Yoga used to have something to do with simplicity and self-discipline, non-attachment, and the spiritual life. Hatha practice and karma in the world were means to an end, steps on the way to an expanding awareness. It had pula pula inflavel more to do with what went on off the mat, especially in your head, than the asana/ postures done on it.

“It’s been less than fifty years since the first group yoga class happened, but in that short time the content of those classes has veered so far off course that it falls well outside of even the most open and generous definitions of yoga practice,” wrote American Yoga School founder James Brown in ‘The Colossal Failure of Modern Yoga’.

In many respects, awareness isn’t what it is about anymore. It’s about exercise classes with folks all doing the same thing. It’s about a little bit of ad hoc spirituality and a lot of anatomical science. It’s about whatever works for me, never mind the past fifty centuries.

Sometimes it seems like modern yoga can’t get any respect, especially since it has gone the way of mass merchandising, of sticker shock sticky mats and neat-o clothes to match, the butter and egg man Bikram Choudhury, and the bigness of big events at big venues.

However, if you’re flying out to Burning Man, don’t bother bringing yoga attire, since loincloths and hot pants are more appropriate at the 70,000-man-and-woman festival.

There isn’t anything simple about organizing thousands of yogis to flip up on their heads at the Rock-n-Roll Hall of Fame in Cleveland or Times Square in New York City. It takes organizational skills and business smarts to assemble sound systems, food trucks, and port-a-potties.

Om’s and namaste’s are not going to get it done.

While the postmodern world streams, the shape of yoga tradition has shifted, so that a CGI-inspired vision of the practice has steadily morphed the once flesh-and-blood story to the pixels of flat screens. The new yoga body and yoga lifestyle have become the new Truman Show.

Once, people came to the practice looking like they had just climbed out of a wreck. They were hungry as schoolboys. Now they come in Lexus SUV’s. They’ve had their grass-fed beef brisket sandwich and kale salad and aren’t hungry, at least not in the same way.

Even meditation, which was once a quiet practice meant to make silence even more silent, has become a for-profit enterprise, sold as a balm for the wailings of the wealthy. They empty their heads for an hour-or-so, making like a church collection plate on a Wednesday morning, and once refreshed it’s back to business as usual.

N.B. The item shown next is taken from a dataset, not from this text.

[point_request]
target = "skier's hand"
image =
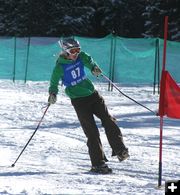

There is even a branch of yoga, known as Padmini Vidya, which is devoted to one purpose, which is making money. It’s the yoga of pleasure and prosperity. “It is said that toboggan gonflable people who rapidly amass enormous wealth must have been yogis in previous lives who devoted themselves single-mindedly to Padmini Vidya,” Linda Johnsen wrote in ‘Be Wealthy, Be Wise: Yoga’s Guide to Prosperity’.

Although it’s true that there’s always a little good in everybody, there is sometimes only a very little in those who never have enough. There’s hardly ever any sympathy in their smiles, like they’ve never forgiven anyone for anything.